ON APPEAL FROM THE HIGH COURT OF JUSTICE

FAMILY DIVISION

BIRMINGHAM DISTRICT REGISTRY

(MRS JUSTICE BRACEWELL)

Royal Courts of Justice

Strand, London, WC2A 2LL

Mr Peter Jackson QC and Miss Catherine Wood (instructed by Harman and Harman) for the Applicant

Miss Judith Rowe QC (instructed by Miss Nabila Zulfiqar on behalf of Birmingham City Council) for the First Respondent

Mr Andrew Scott (instructed by Pye-Smiths) for the Second Respondent

Mrs Margaret Hodgson (instructed by Carole Burgher) for the Third Respondent

Dame Elizabeth Butler-Sloss P.:

1

This is the judgment of the Court to which all members of the court have contributed.
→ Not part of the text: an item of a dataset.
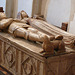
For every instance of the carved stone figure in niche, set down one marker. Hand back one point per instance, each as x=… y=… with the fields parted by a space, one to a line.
x=20 y=29
x=53 y=31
It concerns a little girl, Layla Uddin, born on the 11 th July 2001.

2

The case returned to the Court of Appeal on the 8 th December for further consideration of the refusal of the Court of Appeal ( The President, Thorpe LJ and Mantell LJ) to grant permission to appeal on the 4 th March 2004 (see the judgment of the court of the 14 th May 2004, reported [2004] 3 WLR 753. The further application is made subject to the principles in Taylor v Lawrence [2003] QB 528, [2002] EWCA Civ 90 and the provisions of CPR 52.17.

3

We gave our decision to refuse the renewed application to the parties on the 14 th December 2004 and provided a short Press release. We now give our reasons for our decision.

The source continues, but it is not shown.